AccountID Game SegmentID CreatedAt DeletedAt
123456789 Game 1 1 2021-04-20 2021-04-21
123456789 Game 1 2 2021-04-20
123456789 Game 1 3 2021-04-20

Where SegmentID can represent something like

SegmentID SegmentType SegmentDescription
1 5 Day Streak User played for 5 consecutive days
2 10 Day Streak User played for 10 consecutive days
3 15 Day Streak User played for 15 consecutive days

In the next step of the pipeline, the same API the user authenticated with should post a request when the game boots up to grab all the segments that the user matches. The dev team will then decide where, when in the session and how to use the information to personalize content. Something like:

select
  SegmentID
from
  SegmentTable
where
  AccountID='{AccountID the App authenticated with}' and
  Game='{Game the App authenticated with}' and
  DeletedAt is null

Response:

SegmentID
2
3

Serialised:

{"SegmentID": [2,3]}

We expect to have about 300K-500K users per day.
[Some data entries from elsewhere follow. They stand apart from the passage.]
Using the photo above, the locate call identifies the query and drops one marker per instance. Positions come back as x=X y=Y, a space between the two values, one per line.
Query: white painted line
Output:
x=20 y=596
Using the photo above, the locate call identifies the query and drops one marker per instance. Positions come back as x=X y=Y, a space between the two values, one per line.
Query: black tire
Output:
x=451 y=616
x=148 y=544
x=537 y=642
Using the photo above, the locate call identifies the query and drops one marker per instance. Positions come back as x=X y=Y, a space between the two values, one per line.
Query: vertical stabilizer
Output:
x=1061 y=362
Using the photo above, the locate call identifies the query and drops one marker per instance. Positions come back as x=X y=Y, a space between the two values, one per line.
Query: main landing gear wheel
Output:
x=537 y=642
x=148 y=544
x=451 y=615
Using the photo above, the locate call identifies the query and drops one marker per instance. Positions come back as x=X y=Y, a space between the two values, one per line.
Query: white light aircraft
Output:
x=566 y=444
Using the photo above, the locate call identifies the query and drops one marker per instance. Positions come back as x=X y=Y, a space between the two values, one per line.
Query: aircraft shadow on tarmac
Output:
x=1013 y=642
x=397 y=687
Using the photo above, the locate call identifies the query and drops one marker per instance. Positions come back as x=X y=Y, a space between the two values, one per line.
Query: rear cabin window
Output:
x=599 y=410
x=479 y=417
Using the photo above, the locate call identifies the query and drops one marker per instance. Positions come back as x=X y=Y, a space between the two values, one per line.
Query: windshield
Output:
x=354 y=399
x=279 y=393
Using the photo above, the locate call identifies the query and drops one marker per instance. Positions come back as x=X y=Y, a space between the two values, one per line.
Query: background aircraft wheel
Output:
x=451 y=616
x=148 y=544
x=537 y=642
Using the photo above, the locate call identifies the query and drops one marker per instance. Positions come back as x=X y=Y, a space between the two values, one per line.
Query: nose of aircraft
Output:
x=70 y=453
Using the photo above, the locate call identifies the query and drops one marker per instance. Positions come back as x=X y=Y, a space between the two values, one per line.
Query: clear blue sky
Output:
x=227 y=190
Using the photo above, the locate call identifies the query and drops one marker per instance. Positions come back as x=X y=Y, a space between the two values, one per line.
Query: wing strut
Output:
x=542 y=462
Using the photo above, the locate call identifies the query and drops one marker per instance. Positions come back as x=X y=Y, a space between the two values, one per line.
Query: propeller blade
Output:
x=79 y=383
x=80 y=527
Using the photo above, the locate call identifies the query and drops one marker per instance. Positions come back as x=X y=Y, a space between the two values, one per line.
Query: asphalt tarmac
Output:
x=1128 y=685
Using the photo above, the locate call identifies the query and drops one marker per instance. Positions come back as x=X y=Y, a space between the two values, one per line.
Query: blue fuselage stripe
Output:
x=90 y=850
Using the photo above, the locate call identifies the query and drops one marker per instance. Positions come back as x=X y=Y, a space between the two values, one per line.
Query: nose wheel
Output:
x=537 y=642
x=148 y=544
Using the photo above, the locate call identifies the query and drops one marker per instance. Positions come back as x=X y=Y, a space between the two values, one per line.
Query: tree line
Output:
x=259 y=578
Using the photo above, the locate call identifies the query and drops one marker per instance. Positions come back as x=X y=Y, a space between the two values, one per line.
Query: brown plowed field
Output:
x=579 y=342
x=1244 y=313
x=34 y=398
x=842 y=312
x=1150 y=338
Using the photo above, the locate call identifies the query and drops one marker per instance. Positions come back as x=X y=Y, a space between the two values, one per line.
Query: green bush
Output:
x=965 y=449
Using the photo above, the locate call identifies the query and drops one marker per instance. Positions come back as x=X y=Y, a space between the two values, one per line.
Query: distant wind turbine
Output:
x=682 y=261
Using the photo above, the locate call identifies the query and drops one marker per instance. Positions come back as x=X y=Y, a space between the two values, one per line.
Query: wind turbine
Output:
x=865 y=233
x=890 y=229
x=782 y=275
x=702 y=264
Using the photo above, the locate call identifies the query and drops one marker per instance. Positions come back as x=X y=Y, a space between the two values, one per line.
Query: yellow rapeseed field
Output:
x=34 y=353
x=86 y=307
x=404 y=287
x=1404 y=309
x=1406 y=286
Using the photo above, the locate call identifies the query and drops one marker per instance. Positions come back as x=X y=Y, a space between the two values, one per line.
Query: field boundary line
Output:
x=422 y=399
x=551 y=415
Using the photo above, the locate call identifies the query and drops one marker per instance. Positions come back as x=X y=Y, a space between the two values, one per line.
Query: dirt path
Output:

My question would be, what would be the most efficient and cost-effective way to get this information from Snowflake back to the client so that this amount of users wouldn't have issues when querying the same endpoint and it won't be costly.


Solution

  • OK, so a bit of a workaround, but I created an external function on Snowflake (using Azure Functions) that upserts data in a local MongoDB cluster. So the API connects to the MongoDB instance which can handle the large volume of concurrent connections and since it is on a local server it is quite cheap. The only cost is the data transfer from Snowflake to MongoDB and the running of the App Service Plan on Azure Functions (could not use consumption-based as to send data to our internal server I needed to create a VNET, NAT Gateway and a Static Outbound IP Address in Azure) and the API Management Service I had to create in Azure.

    So how it works? For each stored procedure in Snowflake, at the end I am collecting the segments which have changed (New row or DELETED_AT not null) and triggering the external function which upserts the data in MongoDB using the pymongo client.